Why grey-box fuzzers choke on grammars
AFL's mutation strategies (bit flipping, splicing, arithmetic) are grammar-blind: most mutated inputs don't get past the parser. Wang et al. (Superion, ICSE 2019) already pointed out that "AFL spends a great deal of time dealing with syntactic correctness and only finds parsing errors".
For JSON, ASN.1, or any stateful format, effective coverage stalls. Lots of crashes appear, but most are from the prologue: validators, base64 decoders, length checks. The interesting stuff (signature verification logic, kid handling, algorithm confusion-style attacks) sits behind a wall that bit flips don't cross.
The LLM as a semantic mutation engine
Xia et al. in Fuzz4All (ICSE 2024)[1] formalize it: the LLM "implicitly learns syntax, semantics, and valid API constraints". It's a probabilistic generator of plausible inputs.
Deng et al. with TitanFuzz (ISSTA 2023)[2] demonstrated 30-50% more coverage over TensorFlow/PyTorch. Meng et al. with ChatAFL (NDSS 2024)[3] took the principle to network protocols: 47.6% more state transitions, 9 new CVEs. Yang et al. with WhiteFox (OOPSLA 2024)[4] added an agent that reads the source code to derive input requirements.
The common pattern: the LLM doesn't fuzz, it proposes candidates. The traditional fuzzer remains the coverage-guided engine.
Our architecture: AFL++ with a semantic plug-in
Gwaihir CLI wraps AFL++ and adds two things: a custom mutator that delegates a percentage of mutations to a semantic provider, and Beorn, which brings known grammars, historical samples, and previous CVEs from the same format.
- Gwaihir analyzes the target. If Beorn recognizes the format, it injects a seed grammar.
- AFL++ starts with an initial corpus generated by an LLM from the spec.
- The custom mutator hooks into
afl_custom_fuzz. Every N iterations it asks the LLM for a semantic mutation. - Inputs that increase coverage are reinjected into the corpus.

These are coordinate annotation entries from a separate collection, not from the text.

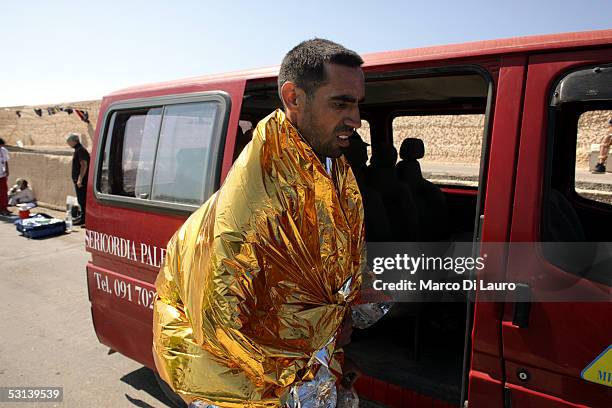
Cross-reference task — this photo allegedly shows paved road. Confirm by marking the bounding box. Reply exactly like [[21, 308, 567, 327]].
[[0, 210, 175, 408], [421, 160, 612, 189]]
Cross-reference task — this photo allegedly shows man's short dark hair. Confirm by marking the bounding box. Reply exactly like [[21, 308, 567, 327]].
[[278, 38, 363, 100]]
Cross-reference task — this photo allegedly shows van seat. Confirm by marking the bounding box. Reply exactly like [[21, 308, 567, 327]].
[[395, 138, 450, 242], [368, 145, 419, 242]]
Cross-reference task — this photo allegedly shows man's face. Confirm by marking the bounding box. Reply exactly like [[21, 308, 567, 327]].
[[296, 64, 365, 157]]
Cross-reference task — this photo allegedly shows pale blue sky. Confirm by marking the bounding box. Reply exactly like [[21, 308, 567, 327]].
[[0, 0, 612, 106]]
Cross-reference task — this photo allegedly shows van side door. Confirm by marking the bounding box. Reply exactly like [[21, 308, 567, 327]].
[[502, 44, 612, 407]]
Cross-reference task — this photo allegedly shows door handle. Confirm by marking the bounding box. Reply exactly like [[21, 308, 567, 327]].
[[512, 283, 531, 329]]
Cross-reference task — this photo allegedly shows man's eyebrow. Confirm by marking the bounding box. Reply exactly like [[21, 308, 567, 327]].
[[329, 95, 365, 103]]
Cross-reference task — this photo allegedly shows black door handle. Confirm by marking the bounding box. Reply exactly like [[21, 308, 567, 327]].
[[512, 283, 531, 329]]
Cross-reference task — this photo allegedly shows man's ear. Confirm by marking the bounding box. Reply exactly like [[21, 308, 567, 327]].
[[281, 81, 303, 112]]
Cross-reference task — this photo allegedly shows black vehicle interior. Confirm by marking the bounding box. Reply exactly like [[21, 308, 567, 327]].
[[235, 69, 489, 404]]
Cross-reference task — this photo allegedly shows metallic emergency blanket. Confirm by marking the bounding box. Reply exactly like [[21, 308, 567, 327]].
[[153, 110, 365, 407]]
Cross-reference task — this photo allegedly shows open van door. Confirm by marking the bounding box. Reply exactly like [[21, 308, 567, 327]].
[[502, 47, 612, 408]]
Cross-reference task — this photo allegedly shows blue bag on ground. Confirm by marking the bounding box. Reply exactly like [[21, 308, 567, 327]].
[[15, 213, 66, 238]]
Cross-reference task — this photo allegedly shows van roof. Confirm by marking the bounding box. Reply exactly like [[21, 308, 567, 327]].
[[108, 29, 612, 99]]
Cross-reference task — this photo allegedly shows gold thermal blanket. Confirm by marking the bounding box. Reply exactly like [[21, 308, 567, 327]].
[[153, 110, 364, 407]]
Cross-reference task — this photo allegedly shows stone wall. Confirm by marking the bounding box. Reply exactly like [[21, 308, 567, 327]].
[[393, 115, 484, 163], [576, 110, 612, 169], [0, 101, 612, 207], [0, 101, 100, 151]]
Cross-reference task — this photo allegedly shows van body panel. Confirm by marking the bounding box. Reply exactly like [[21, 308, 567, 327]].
[[502, 47, 612, 407], [86, 80, 245, 369], [468, 56, 527, 406]]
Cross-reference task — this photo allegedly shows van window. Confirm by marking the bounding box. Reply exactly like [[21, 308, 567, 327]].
[[96, 96, 226, 211], [392, 114, 485, 187], [151, 102, 218, 205], [574, 110, 612, 205], [99, 107, 162, 197], [541, 64, 612, 285]]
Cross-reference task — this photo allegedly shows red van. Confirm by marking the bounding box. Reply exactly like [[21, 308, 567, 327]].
[[86, 30, 612, 408]]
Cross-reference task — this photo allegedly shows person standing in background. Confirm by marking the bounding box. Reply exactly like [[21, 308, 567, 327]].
[[0, 138, 11, 215], [593, 119, 612, 174], [66, 133, 89, 225]]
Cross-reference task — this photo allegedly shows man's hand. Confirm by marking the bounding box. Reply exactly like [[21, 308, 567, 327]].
[[337, 313, 353, 347]]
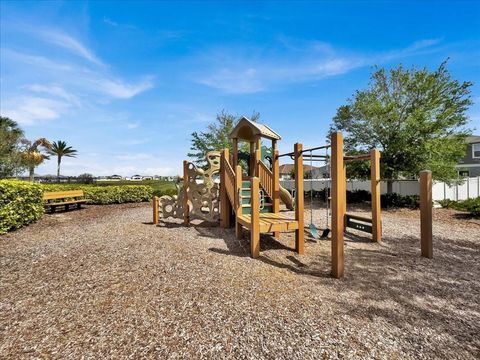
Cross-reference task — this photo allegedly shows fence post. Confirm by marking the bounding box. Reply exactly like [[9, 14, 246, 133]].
[[294, 143, 305, 255], [153, 196, 158, 225], [420, 170, 433, 259], [331, 132, 346, 279], [370, 149, 382, 242]]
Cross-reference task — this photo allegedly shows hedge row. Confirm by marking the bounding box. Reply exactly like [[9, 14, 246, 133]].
[[439, 197, 480, 216], [294, 189, 420, 209], [41, 184, 153, 205], [0, 180, 43, 234]]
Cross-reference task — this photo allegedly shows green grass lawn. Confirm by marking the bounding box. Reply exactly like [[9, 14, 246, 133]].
[[94, 180, 177, 196]]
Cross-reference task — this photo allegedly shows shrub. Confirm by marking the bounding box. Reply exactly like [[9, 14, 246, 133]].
[[42, 184, 153, 205], [153, 188, 177, 197], [0, 180, 43, 234]]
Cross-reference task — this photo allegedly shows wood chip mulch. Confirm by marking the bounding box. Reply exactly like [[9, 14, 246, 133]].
[[0, 204, 480, 359]]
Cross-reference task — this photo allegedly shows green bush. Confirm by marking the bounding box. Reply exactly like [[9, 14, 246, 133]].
[[42, 184, 153, 205], [438, 197, 480, 216], [0, 180, 43, 234]]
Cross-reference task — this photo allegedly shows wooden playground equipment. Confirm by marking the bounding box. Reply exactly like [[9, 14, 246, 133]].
[[153, 117, 381, 278], [153, 117, 433, 278]]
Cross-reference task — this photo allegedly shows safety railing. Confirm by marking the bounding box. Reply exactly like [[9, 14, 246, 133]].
[[222, 157, 236, 206], [258, 161, 274, 198]]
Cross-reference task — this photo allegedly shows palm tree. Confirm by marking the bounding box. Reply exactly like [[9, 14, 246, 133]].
[[49, 140, 77, 178], [22, 138, 52, 181], [0, 116, 24, 179]]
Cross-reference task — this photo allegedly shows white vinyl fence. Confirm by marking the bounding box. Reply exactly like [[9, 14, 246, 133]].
[[280, 177, 480, 201]]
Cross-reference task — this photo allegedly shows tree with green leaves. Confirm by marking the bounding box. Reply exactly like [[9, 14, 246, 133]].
[[187, 110, 260, 166], [330, 61, 472, 192], [48, 140, 77, 178], [22, 138, 52, 181], [0, 116, 25, 179]]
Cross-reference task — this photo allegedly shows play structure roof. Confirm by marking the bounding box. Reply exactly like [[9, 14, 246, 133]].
[[230, 116, 282, 141]]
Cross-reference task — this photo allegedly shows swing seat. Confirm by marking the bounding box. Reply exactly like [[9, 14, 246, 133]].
[[308, 224, 320, 240]]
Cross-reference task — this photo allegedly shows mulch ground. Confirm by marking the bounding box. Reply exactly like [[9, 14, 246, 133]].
[[0, 204, 480, 359]]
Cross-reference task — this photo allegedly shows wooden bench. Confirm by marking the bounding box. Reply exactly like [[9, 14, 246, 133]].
[[43, 190, 87, 213]]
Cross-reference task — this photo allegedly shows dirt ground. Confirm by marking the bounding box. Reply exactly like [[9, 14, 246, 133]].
[[0, 204, 480, 359]]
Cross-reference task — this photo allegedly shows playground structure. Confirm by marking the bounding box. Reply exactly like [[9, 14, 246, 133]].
[[153, 117, 381, 278]]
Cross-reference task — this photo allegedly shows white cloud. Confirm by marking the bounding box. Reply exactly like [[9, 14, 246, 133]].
[[1, 96, 68, 125], [103, 16, 118, 27], [193, 39, 440, 94], [24, 84, 80, 106], [38, 30, 103, 65], [115, 153, 153, 161], [0, 48, 73, 72], [90, 77, 153, 99], [126, 122, 140, 130]]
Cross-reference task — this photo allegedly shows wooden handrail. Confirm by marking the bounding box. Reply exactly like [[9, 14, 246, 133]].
[[222, 158, 236, 208], [258, 161, 274, 198]]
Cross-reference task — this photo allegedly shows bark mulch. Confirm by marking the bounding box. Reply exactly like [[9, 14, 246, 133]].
[[0, 204, 480, 359]]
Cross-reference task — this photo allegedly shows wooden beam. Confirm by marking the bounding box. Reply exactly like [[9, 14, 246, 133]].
[[250, 177, 260, 259], [234, 165, 242, 240], [294, 143, 305, 255], [152, 196, 158, 225], [183, 160, 190, 225], [220, 148, 232, 228], [248, 141, 255, 177], [254, 135, 262, 177], [272, 140, 280, 240], [331, 132, 346, 279], [420, 170, 433, 259], [232, 138, 238, 169], [370, 149, 382, 242]]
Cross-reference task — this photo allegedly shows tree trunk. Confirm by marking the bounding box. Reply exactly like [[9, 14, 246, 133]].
[[57, 156, 62, 182], [387, 180, 393, 194]]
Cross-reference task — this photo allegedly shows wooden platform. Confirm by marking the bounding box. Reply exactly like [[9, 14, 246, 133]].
[[237, 213, 298, 233]]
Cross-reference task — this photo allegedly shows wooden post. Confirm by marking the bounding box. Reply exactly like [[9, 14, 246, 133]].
[[294, 143, 305, 255], [331, 132, 346, 279], [183, 160, 190, 225], [248, 141, 255, 177], [254, 135, 262, 177], [370, 149, 382, 242], [420, 170, 433, 259], [232, 138, 238, 169], [250, 177, 260, 259], [272, 140, 280, 240], [234, 165, 242, 240], [152, 196, 158, 225], [220, 149, 232, 228]]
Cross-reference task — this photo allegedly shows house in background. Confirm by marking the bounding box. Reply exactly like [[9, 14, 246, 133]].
[[279, 164, 319, 180], [456, 135, 480, 177]]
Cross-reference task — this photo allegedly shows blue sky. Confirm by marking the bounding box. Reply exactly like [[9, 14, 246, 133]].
[[0, 1, 480, 175]]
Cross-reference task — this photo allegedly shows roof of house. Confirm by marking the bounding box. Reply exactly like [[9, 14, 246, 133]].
[[279, 164, 318, 174], [230, 116, 282, 141], [465, 135, 480, 144]]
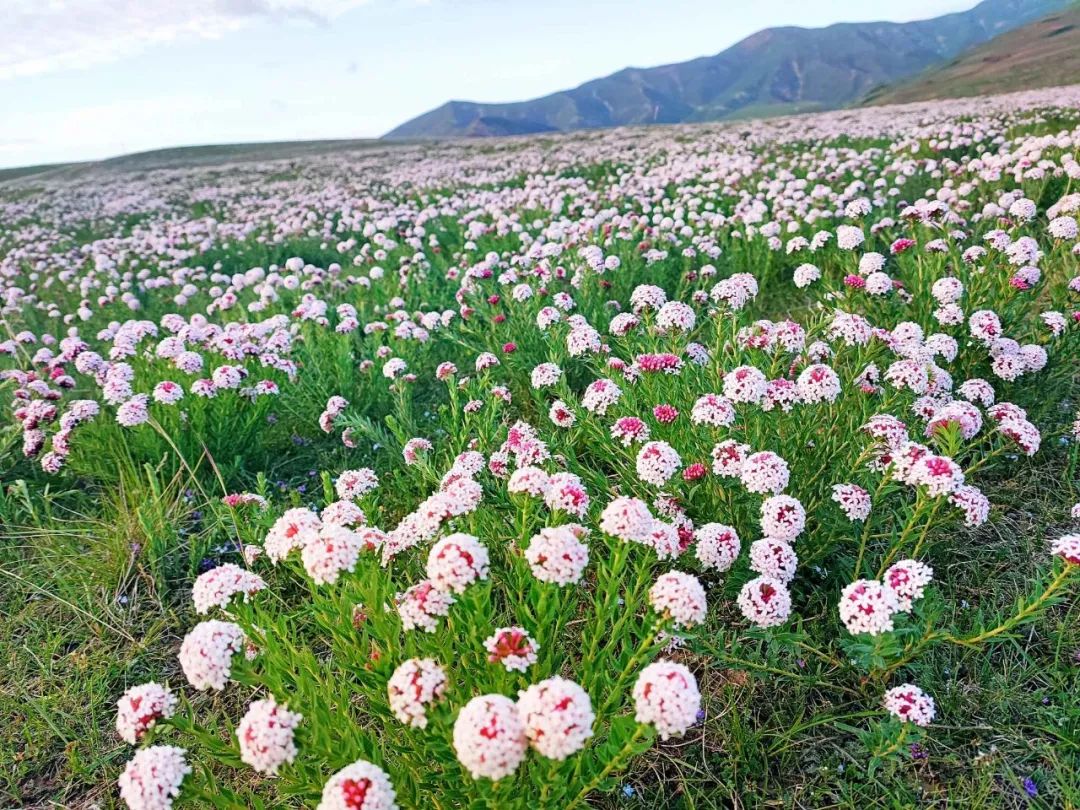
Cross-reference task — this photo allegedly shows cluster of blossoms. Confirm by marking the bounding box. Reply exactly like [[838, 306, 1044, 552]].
[[839, 559, 934, 636], [237, 698, 303, 775], [31, 85, 1080, 810]]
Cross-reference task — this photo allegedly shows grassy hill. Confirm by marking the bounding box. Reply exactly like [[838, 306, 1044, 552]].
[[865, 6, 1080, 105], [387, 0, 1066, 138]]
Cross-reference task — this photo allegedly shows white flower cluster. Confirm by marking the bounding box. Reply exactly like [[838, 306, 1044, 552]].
[[387, 658, 446, 728], [179, 619, 245, 691], [237, 698, 303, 775], [117, 681, 176, 745], [118, 745, 191, 810], [633, 661, 701, 740]]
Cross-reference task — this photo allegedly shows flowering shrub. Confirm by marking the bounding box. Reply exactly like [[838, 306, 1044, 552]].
[[0, 85, 1080, 810]]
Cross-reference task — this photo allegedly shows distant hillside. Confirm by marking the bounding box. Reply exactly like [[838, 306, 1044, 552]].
[[865, 6, 1080, 104], [386, 0, 1068, 138]]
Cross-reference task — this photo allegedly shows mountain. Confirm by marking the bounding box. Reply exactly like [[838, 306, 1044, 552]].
[[865, 6, 1080, 104], [384, 0, 1068, 138]]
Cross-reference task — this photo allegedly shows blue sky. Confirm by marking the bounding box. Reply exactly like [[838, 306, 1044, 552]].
[[0, 0, 975, 167]]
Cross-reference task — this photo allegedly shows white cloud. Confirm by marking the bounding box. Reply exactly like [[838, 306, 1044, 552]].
[[0, 0, 365, 79]]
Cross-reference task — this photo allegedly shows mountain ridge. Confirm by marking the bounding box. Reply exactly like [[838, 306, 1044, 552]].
[[383, 0, 1068, 139], [863, 4, 1080, 106]]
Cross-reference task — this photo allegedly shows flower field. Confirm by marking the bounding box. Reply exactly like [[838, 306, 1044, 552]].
[[0, 86, 1080, 810]]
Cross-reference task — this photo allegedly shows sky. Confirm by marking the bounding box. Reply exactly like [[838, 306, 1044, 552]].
[[0, 0, 975, 167]]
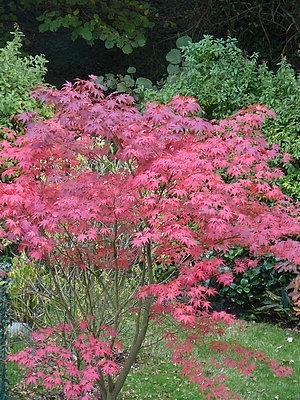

// gwaihir_mutator.c — illustrative fragment
size_t afl_custom_fuzz(void *data, uint8_t *buf, size_t buf_size,
uint8_t **out_buf, uint8_t *add_buf,
size_t add_buf_size, size_t max_size) {
gwaihir_ctx_t *ctx = (gwaihir_ctx_t *)data;
ctx->counter++;
if (ctx->counter % ctx->llm_every == 0) {
return gwaihir_llm_mutate(ctx, buf, buf_size, out_buf, max_size);
}
return afl_havoc_mutate(ctx, buf, buf_size, out_buf, max_size);
}The JWT parser case
24-hour campaign on the same binary:
- Vanilla AFL++: 12.3% coverage, 47 unique crashes, 2 exploitable.
- AFL++ + dictionary tokens: 19.8% coverage, 31 crashes, 3 exploitable.
- AFL++ + Gwaihir/Beorn: 41.7% coverage, 18 unique crashes, 7 exploitable.
Fewer crashes overall, but denser ones. Three of the seven ended up being real bugs in the kid logic and in the handling of asymmetric algorithms.
Fuzz4All versus our approach
Fuzz4All is more ambitious: the LLM is the generation loop. Enormous versatility (98 bugs in GCC/Clang/Z3/OpenJDK) but two limitations: without coverage feedback it gropes blindly, and every mutation is a call to the model. Our approach is more modest and cheaper: AFL++ does 98% at bit-flip speed, and the LLM only steps in to push coverage past the parser.
Trade-offs
Token cost. 24h x 1 call/50 execs x 5,000 execs/s = ~8.6M calls. Unviable without aggressive caching and local models. We use a quantized model on a local GPU for 95% and reserve a large model for rescue mutations.
Latency. One LLM call, even local, is tens/hundreds of ms. AFL++ is synchronous. We use an asynchronous queue where the LLM fills a pool of pre-generated mutations.
Underspecification. Vague prompt -> the LLM hallucinates boring inputs. Narrow prompt -> it replicates known cases. We iterate on the prompts almost as much as on the code.
What we take away
LLM-guided fuzzing is not a replacement for AFL++. It is a complement that raises the coverage ceiling when the target has complex parsing. It doesn't chase more crashes; it chases better crashes. For the team, that has meant fewer hours spent on useless triage and more on bugs that matter to the client.
Bibliography
- Xia, C.S. et al. (2024). Fuzz4All: Universal Fuzzing with LLMs. ICSE 2024. arXiv:2308.04748.
- Deng, Y. et al. (2023). TitanFuzz. ISSTA 2023. arXiv:2212.14834.
- Meng, R. et al. (2024). ChatAFL. NDSS 2024.
- Yang, C. et al. (2024). WhiteFox. OOPSLA 2024. arXiv:2310.15991.
- Liu, Z. et al. (2024). InputBlaster. ICSE 2024. arXiv:2310.15657.